U.S. officials and defence analysts say in the long term some of the weapons sent to Ukraine may well end up in the hands of bad actors, including militaries and militias that the U.S. did not intend to arm.
“We have fidelity for a short time, but when it enters the fog of war, we have almost zero," said an intelligence source. “It drops into a big black hole, and you have almost no sense of it at all after a short period of time.”
To date, the Biden administration has sent billions of dollars of weapons and military equipment into Ukraine. The risk that some of the shipments may land in “unexpected places” is high.
Speaking to CNN, an official said that the Biden administration views a failure to adequately arm Ukraine’s military as a greater risk.
The United States and NATO are almost entirely reliant on information from Ukraine’s government, which is notoriously corrupt. Indeed, as CNN itself points out, the government has an incentive to only provide information to only bolster their case for even more armaments and assistance.
“It's a war — everything they do and say publicly is designed to help them win the war,” said another source. “Every public statement is an information operation, every interview, every Zelensky appearance broadcast is an information operation.”

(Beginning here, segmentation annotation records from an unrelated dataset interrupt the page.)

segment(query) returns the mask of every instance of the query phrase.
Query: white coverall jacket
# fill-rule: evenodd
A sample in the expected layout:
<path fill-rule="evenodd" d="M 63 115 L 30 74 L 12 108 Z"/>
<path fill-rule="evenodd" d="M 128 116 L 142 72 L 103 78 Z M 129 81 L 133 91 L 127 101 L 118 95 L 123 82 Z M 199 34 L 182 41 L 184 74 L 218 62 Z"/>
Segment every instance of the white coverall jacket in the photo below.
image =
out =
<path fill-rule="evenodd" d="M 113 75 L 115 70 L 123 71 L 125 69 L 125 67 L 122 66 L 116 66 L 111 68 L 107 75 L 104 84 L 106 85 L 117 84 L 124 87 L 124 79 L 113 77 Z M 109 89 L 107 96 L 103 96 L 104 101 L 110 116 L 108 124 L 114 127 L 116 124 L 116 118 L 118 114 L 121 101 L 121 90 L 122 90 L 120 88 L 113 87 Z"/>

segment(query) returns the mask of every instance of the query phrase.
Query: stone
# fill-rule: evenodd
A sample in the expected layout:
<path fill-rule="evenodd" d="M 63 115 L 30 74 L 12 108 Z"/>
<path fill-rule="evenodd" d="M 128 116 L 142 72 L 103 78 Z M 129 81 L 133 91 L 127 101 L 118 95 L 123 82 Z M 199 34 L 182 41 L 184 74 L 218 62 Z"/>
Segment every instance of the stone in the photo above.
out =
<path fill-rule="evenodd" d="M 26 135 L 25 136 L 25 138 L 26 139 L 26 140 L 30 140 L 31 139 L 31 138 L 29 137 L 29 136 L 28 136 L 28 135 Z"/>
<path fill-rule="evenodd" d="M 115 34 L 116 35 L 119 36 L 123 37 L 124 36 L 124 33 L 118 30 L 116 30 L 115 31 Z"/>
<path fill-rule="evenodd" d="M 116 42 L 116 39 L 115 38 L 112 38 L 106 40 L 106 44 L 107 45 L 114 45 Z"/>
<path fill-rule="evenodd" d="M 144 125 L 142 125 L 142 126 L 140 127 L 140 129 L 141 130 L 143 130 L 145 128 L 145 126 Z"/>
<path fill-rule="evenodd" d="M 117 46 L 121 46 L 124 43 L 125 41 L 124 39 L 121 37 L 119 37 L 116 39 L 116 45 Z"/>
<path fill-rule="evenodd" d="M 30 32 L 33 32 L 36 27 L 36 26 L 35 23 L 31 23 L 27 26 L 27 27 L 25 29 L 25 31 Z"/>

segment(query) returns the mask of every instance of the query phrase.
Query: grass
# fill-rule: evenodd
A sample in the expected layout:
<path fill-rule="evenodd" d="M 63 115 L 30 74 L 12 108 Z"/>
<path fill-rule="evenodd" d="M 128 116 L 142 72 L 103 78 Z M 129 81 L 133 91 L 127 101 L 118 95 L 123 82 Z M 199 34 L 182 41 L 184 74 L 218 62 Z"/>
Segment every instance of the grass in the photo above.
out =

“It doesn't mean they're wrong to do it in any way,” the source added.
However, it would certainly be wrong for the United States, Canada, or any other NATO member to simply go along with the narrative as it offers little to no benefit for donor countries.
In addition to having few details about where the weapons are ending up, the U.S. admits that it has some “information gaps” in its ability to estimate Ukrainian casualties, which pale in comparison to the status of Russian forces in the country.
The Biden administration and NATO countries say they are providing weapons to Ukraine based on what the Ukrainian forces say they need, whether it's portable systems like Javelin and Stinger missiles or the Slovakian S-300 air defense system that was sent over the last week.
Javelin and Stinger missiles and rifles and ammunition are naturally harder to track than larger systems like the S-300, which was shipped by rail. Although Javelins have serial numbers, there is little way to track their transfer and use in real time, sources familiar with the matter say.
Last week the US agreed to provide Kyiv with the types of high-power capabilities some Biden administration officials viewed as too much of an escalation risk a few short weeks ago, including 11 Mi-17 helicopters, 18 155 mm Howitzer cannons and 300 more Switchblade drones. But much of that support hasn't yet come online — and the Switchblades are mobile, one-time use drones that would also likely be difficult to track after the fact.
The situation in Ukraine is similar to the U.S. support of the Mujahideen in Afghanistan in the 1980s, which saw much of its anti-aircraft stinger missiles landing on the black market. Terrorists have also threatened to use the U.S. weapons against commercial aircraft.